Banking on Loyalty

Beyond Checking and Savings: Banks Look to Loyal Customers and Millennials for Growth

A designed, strategic plan to alter consumer perceptions

WINDSOR, Conn., Dec. 25, 2015—As banks look to expand their business beyond traditional retail banking, longtime loyal customers and Millennials represent key opportunities for growth, according to a new study from LIMRA.

With so many loyal customers, banks and credit unions would seem to be in an enviable position to grow as more than half their customers have been with the same institution for 10 years or more.

The challenge is in perception, as 69 percent of customers use their bank primarily to deposit their paycheck and pay bills. Less than 1 in 4 see their bank as a place to invest money or build wealth.
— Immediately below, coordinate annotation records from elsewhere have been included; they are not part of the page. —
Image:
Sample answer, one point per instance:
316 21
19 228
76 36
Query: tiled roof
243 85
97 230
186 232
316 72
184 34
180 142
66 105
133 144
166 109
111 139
The low-interest rate environment reinforces this view as posted returns on CDs hover around 1 percent and savings accounts pay next to nothing.

“Because of these perceptions, banks that offer insurance and investment products may struggle,” said Patrick Leary, corporate vice president, Distribution Research for LIMRA. “Our research shows customers who have a financial plan through their bank are more engaged and more likely to purchase these products. They view their bank or credit union relationship in a different way.”

Leveraging Loyalty

The challenge is in perception, as 69 percent of customers use their bank primarily to deposit their paycheck and pay bills. Less than 1 in 4 see their bank as a place to invest money or build wealth

Findings from Banking on Loyalty compared customers who have a financial plan through their bank or credit union with those who do not have a plan. Customers with a plan are more likely to view their bank as a place to build wealth and less likely to see it only as a place to deposit paychecks and pay bills. They are also twice as willing to purchase insurance and investment products from their bank or credit union.

Millennials represent another ideal target market for financial planning as they have more of their savings and investments at their primary bank or credit union than other groups.

“Older Millennials are now in their 30s and starting to build wealth, buy homes and start families,” said Leary. “They are also less likely to have a relationship with a financial advisor or insurance agent.”

Millennials are an attractive market for financial planning as 4 in 10 said they would consider a plan through their bank, compared with only 22 percent for other customers. In addition, 60 percent of Millennials say it’s very important to have all their financial needs met in one place.